On the surface, it seems like the perfect action-packed double feature: the summer blockbusters--both based on Hasbro toy lines GI Joe: The Rise of Cobra and the second Transformers movie, Revenge of the Fallen. In actual viewing? Well...not so much.
Let's start with GI Joe, which is a nonsensical, bloated piece of crap. They at least went for a little star power on this, including Dennis Quaid as the Joe's leader, the jug-eared and mumbling Channing Tatum as the lead Joe, one of the Wayans Brothers (they're pretty much all interchangeable), Joseph Gordon-Levitt, clearly slumming for a paycheck from his recent run of indie flicks, and Sienna Miller as the evil Baroness Sarah Palin (pictured at left). The action is non-stop, relentless and never-ending. Seriously: This film is so action-filled, you want to just take a break and go read on the toilet for 15 minutes or so. Just don't take the DVD with you to flush when finished.
There is some kind of plot about a set of bombs that once detonated use nanobots to eat everything they touch. The best scene is when they destroy the Eiffel Tower. That's pretty much the only best scene. Oh, and you might want to turn on the subtitles to try and understand what Channing Tatum is saying most of the time. His mumbling, slurry diction proves he was better off as a male stripper.
If GI Joe is bloated, the second Transformers movie is that big fat guy from the Monty Python movie, The Meaning of Life, who eats until he bursts. Clocking in at 2 hours and 27 minutes ROTF (wait...where those initials intentional?

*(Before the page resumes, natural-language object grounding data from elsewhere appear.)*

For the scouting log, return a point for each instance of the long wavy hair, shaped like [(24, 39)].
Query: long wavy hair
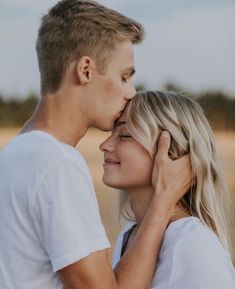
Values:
[(151, 112)]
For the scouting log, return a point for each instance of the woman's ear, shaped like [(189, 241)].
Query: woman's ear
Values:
[(84, 69)]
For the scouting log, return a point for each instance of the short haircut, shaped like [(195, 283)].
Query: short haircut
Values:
[(72, 29)]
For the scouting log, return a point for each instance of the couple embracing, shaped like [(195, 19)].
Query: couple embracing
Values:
[(161, 155)]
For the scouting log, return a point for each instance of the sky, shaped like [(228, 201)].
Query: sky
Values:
[(188, 42)]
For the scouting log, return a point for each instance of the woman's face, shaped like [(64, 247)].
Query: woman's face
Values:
[(127, 164)]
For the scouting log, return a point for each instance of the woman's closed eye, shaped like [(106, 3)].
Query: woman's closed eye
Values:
[(124, 136)]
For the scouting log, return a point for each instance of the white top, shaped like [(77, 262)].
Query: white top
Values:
[(49, 216), (191, 257)]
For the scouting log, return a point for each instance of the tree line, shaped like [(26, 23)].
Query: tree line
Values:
[(217, 105)]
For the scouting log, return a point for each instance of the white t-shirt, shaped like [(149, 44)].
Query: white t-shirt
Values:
[(191, 257), (49, 216)]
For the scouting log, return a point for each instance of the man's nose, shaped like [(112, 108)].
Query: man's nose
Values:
[(108, 145)]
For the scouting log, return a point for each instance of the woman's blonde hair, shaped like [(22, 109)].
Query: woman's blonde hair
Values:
[(151, 112)]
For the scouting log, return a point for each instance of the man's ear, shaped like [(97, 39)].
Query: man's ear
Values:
[(85, 69)]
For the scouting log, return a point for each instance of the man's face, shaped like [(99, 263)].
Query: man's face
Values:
[(114, 87)]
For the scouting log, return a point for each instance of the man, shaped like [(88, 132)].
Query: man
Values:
[(50, 229)]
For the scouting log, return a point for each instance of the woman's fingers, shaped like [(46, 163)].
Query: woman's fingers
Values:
[(163, 146)]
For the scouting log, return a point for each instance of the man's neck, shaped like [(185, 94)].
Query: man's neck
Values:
[(52, 116)]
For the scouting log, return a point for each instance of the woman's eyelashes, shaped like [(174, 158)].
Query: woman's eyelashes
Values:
[(124, 80), (124, 135)]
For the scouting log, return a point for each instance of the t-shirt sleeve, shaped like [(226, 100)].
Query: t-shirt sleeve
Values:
[(200, 262), (66, 216)]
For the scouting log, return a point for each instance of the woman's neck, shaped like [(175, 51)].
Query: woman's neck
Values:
[(140, 199)]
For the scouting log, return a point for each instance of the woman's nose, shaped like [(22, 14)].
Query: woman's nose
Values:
[(108, 145)]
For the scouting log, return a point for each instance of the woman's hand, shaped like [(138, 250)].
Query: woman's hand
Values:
[(171, 179)]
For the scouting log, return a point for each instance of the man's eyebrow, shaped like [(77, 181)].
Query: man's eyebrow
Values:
[(130, 71)]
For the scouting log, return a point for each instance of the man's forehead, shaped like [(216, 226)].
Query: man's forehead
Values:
[(130, 69)]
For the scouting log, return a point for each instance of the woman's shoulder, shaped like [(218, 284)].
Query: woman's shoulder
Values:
[(192, 237)]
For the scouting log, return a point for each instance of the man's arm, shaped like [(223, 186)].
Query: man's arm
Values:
[(135, 270)]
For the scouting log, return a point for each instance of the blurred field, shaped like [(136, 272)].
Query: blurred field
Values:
[(108, 198)]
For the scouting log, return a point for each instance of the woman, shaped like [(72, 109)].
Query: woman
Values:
[(196, 248)]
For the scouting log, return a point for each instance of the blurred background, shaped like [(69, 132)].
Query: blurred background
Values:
[(189, 47)]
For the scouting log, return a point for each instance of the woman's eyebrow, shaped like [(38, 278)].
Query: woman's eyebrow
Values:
[(119, 123)]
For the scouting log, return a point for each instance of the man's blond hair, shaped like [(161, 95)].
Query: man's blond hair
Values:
[(73, 29)]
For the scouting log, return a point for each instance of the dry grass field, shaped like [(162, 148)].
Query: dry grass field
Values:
[(108, 198)]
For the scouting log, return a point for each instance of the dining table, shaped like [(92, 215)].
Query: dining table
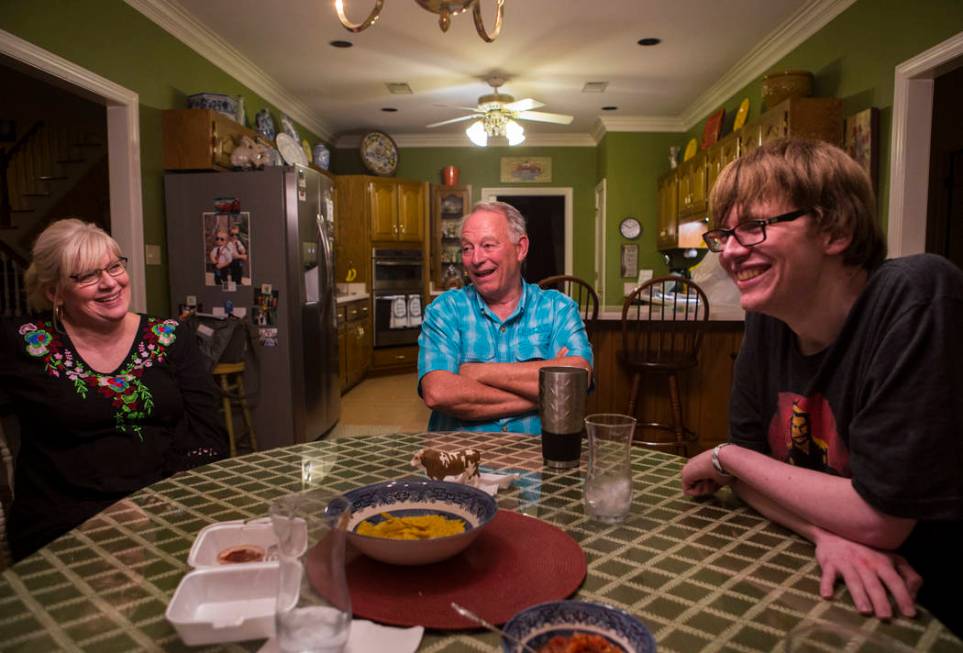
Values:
[(704, 574)]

Revenge Of The Fallen? Rolling On The Floor? Is that what Michael Bay is doing, except in piles and piles of money?) is the true epitome of "Action Porn," a term I'm sure I'm not clever enough to have coined (but I'll take credit for, thank you very much). I'm so glad I didn't watch this in Blu-ray, because the screen is so busy most of the time, I think my eyeballs would have exploded. That and the sad, horrible objectification of that young, talented actress Megan Fox, who is subjected to long lingering camera shots while she airbrushes a motorcycle in skin-tight cut-offs. (Fox, not the motorcycle.) One day, Ms. Fox will win an Oscar for an adaptation of Shakespeare, no doubt, even if it is performed in skin-tight cut-offs. (Fox, not Shakespeare.) But I digress...although I can't seem to remember what from...
Oh, yeah! So these giant robots are so busy and filled with doohickeys and moving parts and stuff that in Blu-Ray I think my TV set would overheat and start smoking. And then there's the part where suddenly Shia LeBeouf has his hand all bandaged up. No explanation (unless I was looking at Ms. Fox's skin-tight jeans), just the price he paid for rolling his truck during shooting (albeit off the set). He may have been hoping for a coma, at least until shooting ended.
For your own protection, I strongly urge you to NOT watch these two films on the same day. I didn't, and I'm thankful for that one small bit of simple common sense on my part. Otherwise my head would have exploded, and I hate when that happens.